The Year 10 students are studying the Great Pacific Garbage Patch (GPGP)  ̶  the largest accumulation of ocean plastic in the world located between Hawaii and California.

Through the use of mathematical processes, science and technology, the students are determining the area of the outer region of the GPGP to establish the mass of garbage within that section.

This month, 24-year-old Dutch inventor and CEO of The Ocean Cleanup Boyan Slat launched a barrier system he has invented to collect and remove rubbish from the Pacific Ocean – a system he believes will lead to a 50 per cent reduction of the mass of garbage in five years’ time.

The girls are conducting their own investigations as to whether Boyan Slat’s claim is true.

St Margaret’s Head of Mathematics Faculty Vicki Strid said the task linked classroom learning to real world problems.

“It focuses the girls attention on a significant global environmental issue and, with The Ocean Cleanup System 001 recently deployed, the girls can see their own decisions being either confirmed or not in real time,” Ms Strid said.

Far from just numbers and statistics, this project also incorporates an enriching service learning aspect.

“The girls are witnessing the importance of sustainability first hand,” she said.

“They are serving our global community through investigating solutions to this significant world problem.

“This assignment is not just about how maths can be used in real life; it is also an assignment about social conscience and challenging what people see as an impossible task.”

Student Eva Campbell said she felt inspired that through this project she was also attempting to solve a significant world problem and is already making better choices when it comes to plastics and waste disposal.

“Understanding the magnitude of human rubbish that collectively forms the Great Pacific Garbage Patch is horrifying and would make anyone studying it want to take action and save the planet,” Miss Campbell said.

“In the future I will be far more cautious when it comes to plastic and waste disposal and will endeavour to take steps to minimise any harmful contributions to the environment that comes with western living.”

“Not only that, but I have definitely become more of an advocate for the ‘ban the plastic straw’ campaign!”

Many people believe that cleaning up the ocean garbage patches is impossible; however, Ms Strid believes in Boyan Slat’s solution.

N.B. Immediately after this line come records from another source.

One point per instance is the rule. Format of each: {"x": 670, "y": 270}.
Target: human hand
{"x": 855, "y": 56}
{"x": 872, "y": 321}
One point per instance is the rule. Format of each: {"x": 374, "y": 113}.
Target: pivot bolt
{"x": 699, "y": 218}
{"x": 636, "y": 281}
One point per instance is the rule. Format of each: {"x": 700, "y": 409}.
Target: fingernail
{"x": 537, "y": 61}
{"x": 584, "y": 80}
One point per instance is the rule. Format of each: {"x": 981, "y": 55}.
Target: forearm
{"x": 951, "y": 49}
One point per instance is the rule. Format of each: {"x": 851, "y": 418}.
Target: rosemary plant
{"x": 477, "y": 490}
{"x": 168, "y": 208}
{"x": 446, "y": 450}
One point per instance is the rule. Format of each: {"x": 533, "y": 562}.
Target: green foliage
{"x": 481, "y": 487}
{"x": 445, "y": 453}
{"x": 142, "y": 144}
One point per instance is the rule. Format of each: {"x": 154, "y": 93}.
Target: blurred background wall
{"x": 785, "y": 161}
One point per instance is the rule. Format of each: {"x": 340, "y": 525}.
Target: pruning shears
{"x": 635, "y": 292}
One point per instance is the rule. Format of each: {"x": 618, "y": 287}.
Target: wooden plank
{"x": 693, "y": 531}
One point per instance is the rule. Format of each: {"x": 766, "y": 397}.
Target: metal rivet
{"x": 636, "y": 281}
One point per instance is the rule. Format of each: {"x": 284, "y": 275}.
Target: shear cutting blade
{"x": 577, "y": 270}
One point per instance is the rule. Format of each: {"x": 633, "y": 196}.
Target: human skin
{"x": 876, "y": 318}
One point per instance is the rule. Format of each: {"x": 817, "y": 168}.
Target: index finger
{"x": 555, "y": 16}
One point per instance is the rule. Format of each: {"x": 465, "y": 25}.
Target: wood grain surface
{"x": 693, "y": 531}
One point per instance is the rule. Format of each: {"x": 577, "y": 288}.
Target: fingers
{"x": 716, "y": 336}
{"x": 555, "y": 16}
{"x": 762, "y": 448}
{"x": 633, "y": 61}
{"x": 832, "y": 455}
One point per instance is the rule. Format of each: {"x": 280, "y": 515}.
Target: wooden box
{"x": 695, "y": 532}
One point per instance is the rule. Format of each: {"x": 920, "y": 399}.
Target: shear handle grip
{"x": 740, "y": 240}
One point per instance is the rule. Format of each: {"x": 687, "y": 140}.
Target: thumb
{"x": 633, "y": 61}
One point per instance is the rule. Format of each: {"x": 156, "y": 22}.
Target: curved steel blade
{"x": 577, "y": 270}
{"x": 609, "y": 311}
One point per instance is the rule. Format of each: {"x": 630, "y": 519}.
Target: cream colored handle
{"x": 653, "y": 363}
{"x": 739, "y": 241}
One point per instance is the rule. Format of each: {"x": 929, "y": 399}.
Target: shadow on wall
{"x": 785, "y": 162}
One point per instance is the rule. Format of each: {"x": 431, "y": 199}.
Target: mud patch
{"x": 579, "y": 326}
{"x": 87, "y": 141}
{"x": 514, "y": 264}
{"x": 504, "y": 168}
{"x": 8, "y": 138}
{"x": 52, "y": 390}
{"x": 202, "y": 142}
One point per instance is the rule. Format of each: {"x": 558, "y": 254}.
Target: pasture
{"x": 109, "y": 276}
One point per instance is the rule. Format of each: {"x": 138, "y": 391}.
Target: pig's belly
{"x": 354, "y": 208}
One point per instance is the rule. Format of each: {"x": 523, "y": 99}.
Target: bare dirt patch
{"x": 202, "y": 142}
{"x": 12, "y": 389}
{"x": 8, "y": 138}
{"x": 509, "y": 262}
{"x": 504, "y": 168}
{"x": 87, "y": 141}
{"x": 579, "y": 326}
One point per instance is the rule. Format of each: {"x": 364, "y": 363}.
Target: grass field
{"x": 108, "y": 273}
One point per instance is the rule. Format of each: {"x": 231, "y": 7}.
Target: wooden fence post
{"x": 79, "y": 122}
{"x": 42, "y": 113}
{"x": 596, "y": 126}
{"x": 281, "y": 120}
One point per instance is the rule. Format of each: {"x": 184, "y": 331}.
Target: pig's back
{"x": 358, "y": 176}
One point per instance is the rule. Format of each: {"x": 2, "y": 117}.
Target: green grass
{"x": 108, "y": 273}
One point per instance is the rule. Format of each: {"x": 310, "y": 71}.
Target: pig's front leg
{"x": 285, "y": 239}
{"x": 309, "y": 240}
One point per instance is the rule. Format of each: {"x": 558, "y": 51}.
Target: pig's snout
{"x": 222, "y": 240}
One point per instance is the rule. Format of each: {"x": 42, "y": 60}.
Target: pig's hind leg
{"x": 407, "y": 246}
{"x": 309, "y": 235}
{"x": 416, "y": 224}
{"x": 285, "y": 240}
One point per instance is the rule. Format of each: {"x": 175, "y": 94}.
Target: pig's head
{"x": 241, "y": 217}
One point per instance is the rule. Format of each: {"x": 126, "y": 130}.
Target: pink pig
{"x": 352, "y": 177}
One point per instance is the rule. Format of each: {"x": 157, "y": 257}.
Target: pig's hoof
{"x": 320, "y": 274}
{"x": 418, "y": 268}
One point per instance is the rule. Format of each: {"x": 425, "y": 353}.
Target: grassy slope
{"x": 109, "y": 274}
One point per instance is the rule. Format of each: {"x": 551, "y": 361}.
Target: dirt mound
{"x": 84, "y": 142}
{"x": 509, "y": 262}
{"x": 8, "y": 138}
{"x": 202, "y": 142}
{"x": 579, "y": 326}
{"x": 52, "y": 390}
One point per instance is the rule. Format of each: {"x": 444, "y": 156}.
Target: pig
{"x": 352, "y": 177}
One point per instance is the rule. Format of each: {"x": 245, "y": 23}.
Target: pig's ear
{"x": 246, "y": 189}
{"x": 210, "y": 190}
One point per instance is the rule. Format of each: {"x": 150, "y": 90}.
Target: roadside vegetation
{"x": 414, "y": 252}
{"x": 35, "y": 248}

“If this works, which I am confident it will, the girls will see that the impossible can and should be challenged,” she said.

“Through STEM, critical thinking and creative problem solving these young women can change the world.”

The project also has the added benefit of highlighting possible future STEM careers to the girls, with Eva Campbell now interested in a career as a chemical engineer.

“My first job would be to invent a biodegradable plastic that would be as strong as Polyethylene terephthalate (PET) and as readily-biodegradable as plant-based hydro-biodegradable plastics,” she said.

“As a bonus, I would engineer it so that the break down by-products would double up as fish food!”